Kitadai Y, Haruma K, Tokutomi T, Tanaka S, Sumii K, Carvalho M, Kuwabara M, Yoshida K, Hirai T, Kajiyama G, Tahara E
First Department of Internal Medicine, Hiroshima University School of Medicine, Japan.
Clin Cancer Res. 1998 Sep;4(9):2195-200.
The purpose of this study was to determine the angiogenic profile of human esophageal carcinomas. The expression of vascular endothelial growth factor (VEGF) was examined in 6 esophageal carcinoma cell lines and 119 human esophageal carcinoma tissues by Northern blot analysis and immunohistochemistry, respectively. Immunohistochemistry using antibodies against CD34 (endothelial cell specific) was carried out on archival specimens, and microvessels were quantitated by counting vessels in a x200 field in the most vascular area of the tumor. All of the cell lines constitutively expressed VEGF mRNA at various levels. A total of 71 of 119 (59.7%) tumors showed intense VEGF immunoreactivity in the cytoplasm of cancer cells. Vessel count was significantly higher in the VEGF-positive tumors than it was in the VEGF-negative tumors. VEGF expression correlated with the depth of tumor invasion, tumor stage, venous invasion, and lymphatic invasion. The survival rate of patients with high vessel density in the tumor was significantly worse than that of patients with low vessel density in the tumor. There was a tendency for poorer prognosis in the group with VEGF-positive tumors compared with that of the group with VEGF-negative tumors. Overall, these results suggest that VEGF is associated with tumor progression by stimulating angiogenesis in human esophageal carcinoma.

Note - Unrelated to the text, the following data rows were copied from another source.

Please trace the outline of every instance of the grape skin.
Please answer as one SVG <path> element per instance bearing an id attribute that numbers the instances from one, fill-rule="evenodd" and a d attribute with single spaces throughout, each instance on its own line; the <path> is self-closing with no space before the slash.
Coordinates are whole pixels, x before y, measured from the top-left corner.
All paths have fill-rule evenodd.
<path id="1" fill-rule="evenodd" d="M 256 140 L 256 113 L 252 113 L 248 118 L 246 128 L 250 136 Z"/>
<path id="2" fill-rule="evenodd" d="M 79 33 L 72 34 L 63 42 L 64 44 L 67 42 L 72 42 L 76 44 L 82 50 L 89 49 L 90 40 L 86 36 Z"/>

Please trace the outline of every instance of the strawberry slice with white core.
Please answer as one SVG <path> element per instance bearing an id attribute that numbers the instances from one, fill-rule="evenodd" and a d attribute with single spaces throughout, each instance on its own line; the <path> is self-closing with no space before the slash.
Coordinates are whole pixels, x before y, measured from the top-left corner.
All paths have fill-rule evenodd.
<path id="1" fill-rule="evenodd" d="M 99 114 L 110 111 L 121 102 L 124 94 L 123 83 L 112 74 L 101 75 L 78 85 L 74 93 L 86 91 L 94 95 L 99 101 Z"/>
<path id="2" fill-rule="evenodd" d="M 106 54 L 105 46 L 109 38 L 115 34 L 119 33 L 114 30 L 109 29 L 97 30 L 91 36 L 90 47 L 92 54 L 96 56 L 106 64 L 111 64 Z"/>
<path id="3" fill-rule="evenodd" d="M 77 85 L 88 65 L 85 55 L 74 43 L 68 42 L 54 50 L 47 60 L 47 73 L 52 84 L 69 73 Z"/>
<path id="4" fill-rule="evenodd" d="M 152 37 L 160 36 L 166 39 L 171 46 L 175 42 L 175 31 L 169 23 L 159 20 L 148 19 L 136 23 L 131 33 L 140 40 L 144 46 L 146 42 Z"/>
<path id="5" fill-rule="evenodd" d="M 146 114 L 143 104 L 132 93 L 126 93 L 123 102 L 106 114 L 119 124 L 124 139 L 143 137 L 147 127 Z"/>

本研究的目的是确定人食管癌的血管生成特征。分别通过Northern印迹分析和免疫组织化学检测了6种食管癌细胞系和119例人食管癌组织中血管内皮生长因子(VEGF)的表达。对存档标本进行了使用抗CD34抗体(内皮细胞特异性)的免疫组织化学检测,并通过在肿瘤血管最丰富区域的200倍视野中计数血管来定量微血管。所有细胞系均组成性地以不同水平表达VEGF mRNA。119例肿瘤中有71例(59.7%)在癌细胞胞质中显示出强烈的VEGF免疫反应性。VEGF阳性肿瘤中的血管计数显著高于VEGF阴性肿瘤。VEGF表达与肿瘤浸润深度、肿瘤分期、静脉浸润和淋巴浸润相关。肿瘤血管密度高的患者的生存率显著低于肿瘤血管密度低的患者。与VEGF阴性肿瘤组相比,VEGF阳性肿瘤组有预后较差的趋势。总体而言,这些结果表明VEGF通过刺激人食管癌中的血管生成与肿瘤进展相关。